Vendor analysis is the assessment of current or prospective suppliers with respect to their:

  • Financial strength
  • Vendor’s business model
  • Capacity to supply the appropriate products and services
  • Capabilities – what it can and cannot do or provide
  • Turnover and profit levels
  • Markups, price list and discounts
  • Reliability and quality
  • Reputation
  • Payment terms
  • Deliveries
  • Ability to implement a solution if services are being purchased
  • Availability of experienced staff

It is undertaken when a company is consolidating its existing suppliers, choosing new vendors or analyzing the capabilities of the current suppliers.

It may also be undertaken when a company is searching among potential suppliers of a possible solution to a business problem. For example, the company may be seeking to consolidate its accounting, inventory and purchasing systems using one software system.

In the current financial environment, it is imperative to cut costs wherever possible. A vendor analysis which includes a review of the reliability and stability of a vendor as well as the cost of doing business with them is a suitable way to minimize purchasing costs.

The company would first undertake a vendor analysis to ascertain which large companies provide Enterprise Resource Planning (ERP) software. The resulting report would look at the appropriate companies and also analyze the functions and benefits of each ERP package. This would allow the company to ascertain a short list of appropriate vendors with whom to discuss their requirements.

Some companies purchase from a large number of suppliers and they need to undertake a periodic series of vendor analysis. They seek to understand which of their suppliers are contributing the most to their profit and conversely which are costing more to manage than they are contributing. This vendor analysis thus becomes a cost benefit analysis.

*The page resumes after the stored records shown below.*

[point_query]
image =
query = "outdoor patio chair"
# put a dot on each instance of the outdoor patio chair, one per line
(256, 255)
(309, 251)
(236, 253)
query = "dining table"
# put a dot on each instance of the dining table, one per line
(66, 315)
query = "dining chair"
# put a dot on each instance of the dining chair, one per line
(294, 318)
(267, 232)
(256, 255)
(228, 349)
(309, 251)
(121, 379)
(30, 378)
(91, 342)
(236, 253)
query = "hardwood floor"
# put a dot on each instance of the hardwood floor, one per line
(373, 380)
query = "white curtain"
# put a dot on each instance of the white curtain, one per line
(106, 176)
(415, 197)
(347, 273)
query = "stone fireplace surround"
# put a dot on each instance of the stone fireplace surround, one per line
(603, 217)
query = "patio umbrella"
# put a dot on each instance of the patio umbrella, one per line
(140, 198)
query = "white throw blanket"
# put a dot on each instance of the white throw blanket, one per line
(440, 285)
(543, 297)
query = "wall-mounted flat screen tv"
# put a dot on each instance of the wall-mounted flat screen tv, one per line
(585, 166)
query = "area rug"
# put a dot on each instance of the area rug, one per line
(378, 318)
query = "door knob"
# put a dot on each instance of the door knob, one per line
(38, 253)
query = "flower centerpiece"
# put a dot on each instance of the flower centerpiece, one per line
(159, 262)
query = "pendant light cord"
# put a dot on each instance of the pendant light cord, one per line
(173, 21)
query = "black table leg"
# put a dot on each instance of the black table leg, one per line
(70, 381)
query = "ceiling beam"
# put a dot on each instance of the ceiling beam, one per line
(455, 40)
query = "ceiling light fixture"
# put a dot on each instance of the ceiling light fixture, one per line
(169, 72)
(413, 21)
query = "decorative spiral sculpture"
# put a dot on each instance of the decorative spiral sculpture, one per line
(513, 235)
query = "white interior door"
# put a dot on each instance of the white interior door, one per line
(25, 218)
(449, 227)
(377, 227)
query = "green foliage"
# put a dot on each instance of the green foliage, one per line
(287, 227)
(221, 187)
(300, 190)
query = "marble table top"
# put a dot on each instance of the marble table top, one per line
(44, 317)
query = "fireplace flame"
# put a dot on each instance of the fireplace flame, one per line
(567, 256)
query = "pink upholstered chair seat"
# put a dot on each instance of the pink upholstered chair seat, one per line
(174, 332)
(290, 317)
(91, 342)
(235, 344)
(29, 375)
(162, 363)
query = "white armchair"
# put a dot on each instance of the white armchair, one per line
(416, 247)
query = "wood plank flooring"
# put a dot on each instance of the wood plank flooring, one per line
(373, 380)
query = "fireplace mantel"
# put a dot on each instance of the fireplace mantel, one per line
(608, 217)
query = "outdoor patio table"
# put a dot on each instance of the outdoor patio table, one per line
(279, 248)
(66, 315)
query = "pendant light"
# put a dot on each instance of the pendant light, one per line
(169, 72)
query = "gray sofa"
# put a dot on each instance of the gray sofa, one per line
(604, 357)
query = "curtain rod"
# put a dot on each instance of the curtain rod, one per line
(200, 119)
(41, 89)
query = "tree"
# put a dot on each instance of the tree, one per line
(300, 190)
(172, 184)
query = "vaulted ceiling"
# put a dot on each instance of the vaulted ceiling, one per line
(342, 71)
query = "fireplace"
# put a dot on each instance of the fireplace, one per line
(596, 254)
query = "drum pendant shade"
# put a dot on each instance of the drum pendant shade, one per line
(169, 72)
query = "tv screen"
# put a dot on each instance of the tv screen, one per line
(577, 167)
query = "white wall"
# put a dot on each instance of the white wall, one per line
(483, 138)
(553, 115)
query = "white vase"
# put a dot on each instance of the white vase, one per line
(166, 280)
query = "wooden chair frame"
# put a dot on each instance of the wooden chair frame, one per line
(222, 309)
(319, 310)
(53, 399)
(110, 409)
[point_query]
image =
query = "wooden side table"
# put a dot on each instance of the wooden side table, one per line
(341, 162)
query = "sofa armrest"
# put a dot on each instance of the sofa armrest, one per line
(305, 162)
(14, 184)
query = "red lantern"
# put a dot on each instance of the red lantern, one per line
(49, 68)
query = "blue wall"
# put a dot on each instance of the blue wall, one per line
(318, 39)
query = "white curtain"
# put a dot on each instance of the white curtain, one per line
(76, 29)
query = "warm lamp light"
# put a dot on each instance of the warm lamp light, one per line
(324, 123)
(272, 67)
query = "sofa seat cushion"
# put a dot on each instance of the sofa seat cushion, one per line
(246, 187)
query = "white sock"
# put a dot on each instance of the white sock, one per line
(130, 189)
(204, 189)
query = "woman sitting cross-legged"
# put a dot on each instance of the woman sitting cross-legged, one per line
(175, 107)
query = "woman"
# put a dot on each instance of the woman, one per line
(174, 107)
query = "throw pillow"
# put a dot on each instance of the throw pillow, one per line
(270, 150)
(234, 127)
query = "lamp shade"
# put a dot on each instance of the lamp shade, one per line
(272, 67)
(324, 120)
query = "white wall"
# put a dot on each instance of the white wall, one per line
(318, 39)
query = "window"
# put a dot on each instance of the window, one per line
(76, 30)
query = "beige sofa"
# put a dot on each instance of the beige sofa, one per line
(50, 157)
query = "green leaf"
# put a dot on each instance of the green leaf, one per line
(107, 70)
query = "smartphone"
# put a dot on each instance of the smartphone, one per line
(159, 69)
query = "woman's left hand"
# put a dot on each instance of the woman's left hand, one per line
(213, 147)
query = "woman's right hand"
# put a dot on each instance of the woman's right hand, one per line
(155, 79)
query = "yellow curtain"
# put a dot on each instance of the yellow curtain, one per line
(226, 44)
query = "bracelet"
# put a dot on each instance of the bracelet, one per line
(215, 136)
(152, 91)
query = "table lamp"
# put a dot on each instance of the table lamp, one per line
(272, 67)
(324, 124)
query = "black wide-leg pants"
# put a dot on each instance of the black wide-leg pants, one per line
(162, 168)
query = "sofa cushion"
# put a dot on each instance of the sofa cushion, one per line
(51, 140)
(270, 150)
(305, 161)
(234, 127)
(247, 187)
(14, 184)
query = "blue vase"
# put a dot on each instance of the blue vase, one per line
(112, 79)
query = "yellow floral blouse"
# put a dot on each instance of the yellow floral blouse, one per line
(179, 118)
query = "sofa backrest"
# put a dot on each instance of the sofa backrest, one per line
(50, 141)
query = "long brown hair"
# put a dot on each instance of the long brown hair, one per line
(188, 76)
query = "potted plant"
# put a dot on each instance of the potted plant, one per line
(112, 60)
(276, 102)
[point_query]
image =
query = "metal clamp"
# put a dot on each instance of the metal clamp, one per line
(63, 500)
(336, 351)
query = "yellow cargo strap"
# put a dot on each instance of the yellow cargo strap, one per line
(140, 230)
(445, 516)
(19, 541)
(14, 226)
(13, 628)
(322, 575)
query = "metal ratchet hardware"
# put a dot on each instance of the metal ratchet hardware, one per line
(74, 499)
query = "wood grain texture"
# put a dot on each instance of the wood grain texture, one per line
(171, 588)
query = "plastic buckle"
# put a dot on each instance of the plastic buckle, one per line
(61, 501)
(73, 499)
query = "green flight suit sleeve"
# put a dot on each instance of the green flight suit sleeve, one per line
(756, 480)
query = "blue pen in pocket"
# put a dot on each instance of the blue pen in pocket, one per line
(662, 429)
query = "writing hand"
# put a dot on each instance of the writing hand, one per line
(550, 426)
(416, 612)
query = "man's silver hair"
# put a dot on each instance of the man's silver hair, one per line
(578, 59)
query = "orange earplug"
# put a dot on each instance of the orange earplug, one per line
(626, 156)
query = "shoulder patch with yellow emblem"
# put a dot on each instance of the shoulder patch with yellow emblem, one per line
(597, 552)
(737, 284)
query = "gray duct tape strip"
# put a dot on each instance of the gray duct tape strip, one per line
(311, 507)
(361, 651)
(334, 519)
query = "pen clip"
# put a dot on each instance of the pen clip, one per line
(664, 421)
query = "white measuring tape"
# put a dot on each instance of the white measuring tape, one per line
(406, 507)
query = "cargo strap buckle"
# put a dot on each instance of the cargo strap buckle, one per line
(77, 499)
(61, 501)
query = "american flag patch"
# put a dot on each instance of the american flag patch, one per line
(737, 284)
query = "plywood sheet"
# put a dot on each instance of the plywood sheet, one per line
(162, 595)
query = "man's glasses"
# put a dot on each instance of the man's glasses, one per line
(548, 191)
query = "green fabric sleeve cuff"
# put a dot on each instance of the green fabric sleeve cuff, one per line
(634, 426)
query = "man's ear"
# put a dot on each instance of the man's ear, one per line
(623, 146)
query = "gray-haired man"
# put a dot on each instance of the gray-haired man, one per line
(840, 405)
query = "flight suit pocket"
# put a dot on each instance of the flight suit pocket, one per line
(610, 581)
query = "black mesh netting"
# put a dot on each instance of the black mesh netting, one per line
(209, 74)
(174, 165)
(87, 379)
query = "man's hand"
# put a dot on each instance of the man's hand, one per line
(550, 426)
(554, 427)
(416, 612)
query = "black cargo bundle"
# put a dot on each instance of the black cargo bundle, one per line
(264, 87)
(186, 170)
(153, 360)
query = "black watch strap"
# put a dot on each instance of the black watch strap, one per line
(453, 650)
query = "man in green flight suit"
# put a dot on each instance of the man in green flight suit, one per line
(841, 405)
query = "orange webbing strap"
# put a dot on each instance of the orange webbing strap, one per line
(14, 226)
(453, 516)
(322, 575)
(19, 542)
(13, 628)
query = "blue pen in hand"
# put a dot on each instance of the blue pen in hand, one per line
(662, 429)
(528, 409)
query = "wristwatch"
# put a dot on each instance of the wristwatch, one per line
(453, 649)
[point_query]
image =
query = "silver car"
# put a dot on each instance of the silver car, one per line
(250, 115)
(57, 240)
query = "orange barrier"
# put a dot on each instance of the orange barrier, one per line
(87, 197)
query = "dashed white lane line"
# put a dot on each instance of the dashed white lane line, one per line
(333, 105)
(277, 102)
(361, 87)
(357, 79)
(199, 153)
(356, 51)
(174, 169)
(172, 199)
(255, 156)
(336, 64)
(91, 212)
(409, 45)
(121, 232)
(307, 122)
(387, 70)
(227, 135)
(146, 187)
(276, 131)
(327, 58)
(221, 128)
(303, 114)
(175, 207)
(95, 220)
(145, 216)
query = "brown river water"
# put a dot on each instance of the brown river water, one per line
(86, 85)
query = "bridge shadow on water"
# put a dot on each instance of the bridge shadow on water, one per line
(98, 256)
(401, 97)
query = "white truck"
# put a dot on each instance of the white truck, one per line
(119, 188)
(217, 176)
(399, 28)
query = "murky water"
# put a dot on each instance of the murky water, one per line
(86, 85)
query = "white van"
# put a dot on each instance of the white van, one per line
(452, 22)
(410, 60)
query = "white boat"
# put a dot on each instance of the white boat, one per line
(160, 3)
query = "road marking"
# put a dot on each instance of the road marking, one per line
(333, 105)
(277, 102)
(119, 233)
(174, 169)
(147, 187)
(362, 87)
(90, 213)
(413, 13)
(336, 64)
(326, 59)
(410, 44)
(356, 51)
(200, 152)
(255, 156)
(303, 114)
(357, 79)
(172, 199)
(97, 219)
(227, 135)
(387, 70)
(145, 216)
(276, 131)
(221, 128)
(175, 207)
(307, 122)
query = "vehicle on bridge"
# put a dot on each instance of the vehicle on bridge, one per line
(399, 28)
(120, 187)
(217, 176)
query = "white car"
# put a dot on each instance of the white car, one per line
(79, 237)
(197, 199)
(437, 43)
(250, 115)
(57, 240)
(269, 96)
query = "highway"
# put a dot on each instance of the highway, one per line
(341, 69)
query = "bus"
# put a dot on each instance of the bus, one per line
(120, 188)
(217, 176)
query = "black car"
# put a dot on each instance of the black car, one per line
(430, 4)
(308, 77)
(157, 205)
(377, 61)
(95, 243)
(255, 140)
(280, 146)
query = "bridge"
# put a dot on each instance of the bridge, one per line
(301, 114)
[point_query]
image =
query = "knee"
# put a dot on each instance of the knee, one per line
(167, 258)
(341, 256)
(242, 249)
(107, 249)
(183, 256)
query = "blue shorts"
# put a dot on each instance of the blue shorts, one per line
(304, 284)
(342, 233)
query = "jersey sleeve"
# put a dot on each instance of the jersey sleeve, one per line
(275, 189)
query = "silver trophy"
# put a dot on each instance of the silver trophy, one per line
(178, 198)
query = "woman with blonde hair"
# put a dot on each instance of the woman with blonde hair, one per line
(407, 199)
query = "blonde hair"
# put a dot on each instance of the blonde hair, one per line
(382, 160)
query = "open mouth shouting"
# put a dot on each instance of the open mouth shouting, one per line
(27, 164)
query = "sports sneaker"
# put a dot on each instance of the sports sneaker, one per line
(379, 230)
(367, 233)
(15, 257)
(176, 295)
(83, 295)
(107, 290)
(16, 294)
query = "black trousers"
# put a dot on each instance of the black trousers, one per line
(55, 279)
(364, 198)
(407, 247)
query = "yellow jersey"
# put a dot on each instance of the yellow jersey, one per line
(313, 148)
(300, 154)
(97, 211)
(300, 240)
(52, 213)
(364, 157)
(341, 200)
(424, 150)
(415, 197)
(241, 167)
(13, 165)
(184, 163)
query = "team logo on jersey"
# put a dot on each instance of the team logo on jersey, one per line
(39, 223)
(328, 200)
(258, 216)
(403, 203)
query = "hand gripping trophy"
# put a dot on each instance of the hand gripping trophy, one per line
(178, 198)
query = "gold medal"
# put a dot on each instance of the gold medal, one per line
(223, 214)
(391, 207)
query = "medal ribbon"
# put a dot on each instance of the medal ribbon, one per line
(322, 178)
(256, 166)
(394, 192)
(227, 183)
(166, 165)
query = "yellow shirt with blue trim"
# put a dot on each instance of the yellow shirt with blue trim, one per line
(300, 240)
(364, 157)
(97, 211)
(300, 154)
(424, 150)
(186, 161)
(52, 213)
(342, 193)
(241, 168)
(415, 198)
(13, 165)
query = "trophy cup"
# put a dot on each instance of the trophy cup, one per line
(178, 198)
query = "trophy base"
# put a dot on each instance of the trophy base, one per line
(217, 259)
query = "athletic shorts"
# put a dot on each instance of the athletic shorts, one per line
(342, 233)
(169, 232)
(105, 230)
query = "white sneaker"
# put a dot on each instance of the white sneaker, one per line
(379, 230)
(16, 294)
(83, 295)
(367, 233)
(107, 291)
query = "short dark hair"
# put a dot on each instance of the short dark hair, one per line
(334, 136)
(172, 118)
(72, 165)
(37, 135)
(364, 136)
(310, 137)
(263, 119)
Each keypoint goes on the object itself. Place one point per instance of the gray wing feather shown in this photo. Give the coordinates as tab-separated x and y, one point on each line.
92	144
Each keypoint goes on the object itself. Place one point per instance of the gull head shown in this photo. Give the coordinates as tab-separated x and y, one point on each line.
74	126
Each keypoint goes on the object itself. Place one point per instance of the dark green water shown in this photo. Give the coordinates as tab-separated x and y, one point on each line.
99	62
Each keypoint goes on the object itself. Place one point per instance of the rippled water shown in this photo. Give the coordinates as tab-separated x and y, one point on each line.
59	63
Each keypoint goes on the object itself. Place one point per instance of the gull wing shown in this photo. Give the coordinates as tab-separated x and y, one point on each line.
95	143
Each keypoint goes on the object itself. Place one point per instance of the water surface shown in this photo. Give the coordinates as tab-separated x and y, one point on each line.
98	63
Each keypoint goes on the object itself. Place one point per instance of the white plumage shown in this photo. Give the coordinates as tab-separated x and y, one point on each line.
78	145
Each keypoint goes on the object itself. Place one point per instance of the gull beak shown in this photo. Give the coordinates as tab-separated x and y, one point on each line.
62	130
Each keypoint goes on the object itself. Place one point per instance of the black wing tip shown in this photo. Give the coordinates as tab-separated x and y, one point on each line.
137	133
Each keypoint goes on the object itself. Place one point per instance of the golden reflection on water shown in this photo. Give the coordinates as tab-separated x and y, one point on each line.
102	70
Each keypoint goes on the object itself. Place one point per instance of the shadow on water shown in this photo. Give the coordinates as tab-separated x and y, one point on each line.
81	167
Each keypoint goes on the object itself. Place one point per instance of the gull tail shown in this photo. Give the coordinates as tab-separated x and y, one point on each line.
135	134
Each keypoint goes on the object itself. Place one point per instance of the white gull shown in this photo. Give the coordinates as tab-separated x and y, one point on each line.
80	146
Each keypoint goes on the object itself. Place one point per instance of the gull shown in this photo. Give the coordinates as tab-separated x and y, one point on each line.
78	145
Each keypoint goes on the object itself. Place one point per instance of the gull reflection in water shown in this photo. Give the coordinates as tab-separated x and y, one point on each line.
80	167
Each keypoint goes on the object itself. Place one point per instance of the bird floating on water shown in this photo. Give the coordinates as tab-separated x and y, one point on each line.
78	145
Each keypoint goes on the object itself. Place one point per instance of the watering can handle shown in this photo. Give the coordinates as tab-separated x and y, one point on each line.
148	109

Thus the performance of the vendor coupled with their direct and indirect benefits is compared to the physical cost of doing business with them. These costs would include such matters as:

  • Overpricing
  • Difficult delivery times that require extra staffing to manage
  • Early requests for invoice payment
  • Unreliability and frequent short and damaged deliveries

The company would also take the opportunity to review the financials of the vendor, to evaluate the stability of their business.